Este ano letivo regressaram às aulas cerca de 1 milhão e 300 mil alunos do pré-escolar, básico e secundário, com os efeitos reais da falta de professores a fazerem-se sentir. Estamos perante um sistema com 60% dos profissionais a atingirem a idade da reforma nos próximos 8 anos, acrescidos de um abandono acelerado e reformas antecipadas a piorarem as previsões. Situação mais que previsível, mas que aparece mascarada de fatalidade, quando na realidade tem razões para acontecer. Para encarar esta situação, temos primeiro de perceber as suas causas e como chegámos até aqui.

As causas: Não há fatalidades, mas sim intencionalidades.

Nunca é demais relembrar que isto se deve a uma gestão desastrosa dos recursos humanos em educação com cerca de 15 anos, que se focou em critérios meramente economicistas, criando uma situação draconiana em relação ao acesso à carreira, à progressão e à valorização da mesma. Os concursos foram piorados para dificultar o acesso, resultando na precariedade dos contratados, que se tornou insustentável. Chegámos ao ridículo de ter profissionais ainda contratados, com dezenas de anos de trabalho e média de 45 anos de idade, bem como professores do quadro com dezenas de anos de serviço, congelados vários anos em cada escalão tampão, sem perspetivas de subir na carreira.

As normas travão e de congelamento nas carreiras, foram pensadas para evitar essa mesma progressão, em articulação com uma avaliação do desempenho, desenhada para bloquear a esmagadora maioria dos professores nos dois escalões tampão, que, articulada com as cotas, impede a chegada aos escalões mais altos.

Paralelamente, aumentaram os alunos por turma e difundiu-se a ideia de que haveria professores a mais, o que resultou em milhares de desempregados, a par de outro tanto que acabou por abandonar a profissão.

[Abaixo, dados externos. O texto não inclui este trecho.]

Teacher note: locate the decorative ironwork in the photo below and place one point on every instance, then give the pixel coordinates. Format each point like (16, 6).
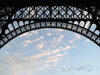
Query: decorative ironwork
(15, 21)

Esta “construção”, foi ainda acompanhada pela destruição da imagem dos professores, que passaram a ser considerados como mal preparados, calões e privilegiados.

A divisão para reinar facilitou a deterioração das carreiras e o aumento da carga de trabalho dada aos docentes, grande parte dela inútil e que os afasta da sua tarefa essencial. Os mega agrupamentos e a figura do diretor omnipresente, instalou igualmente nas escolas um clima que facilita as atitudes de prepotência e centralismo, contrário ao desejável ambiente democrático e participativo na gestão e nas decisões.

Todo o cenário foi também útil para a diminuição dos rendimentos efetivos dos professores, bastando analisar meros recibos de vencimento dos últimos 15 anos, para se perceber que cada professor ganha, em média, menos 6%, que nessa altura, acrescido com uma perda de poder de compra de cerca de 20% até 2021, mais a inflação atual de 2022. Este “contributo” monetário somado ao tempo de serviço congelado e nunca contabilizado, representa perdas de poder de compra brutais.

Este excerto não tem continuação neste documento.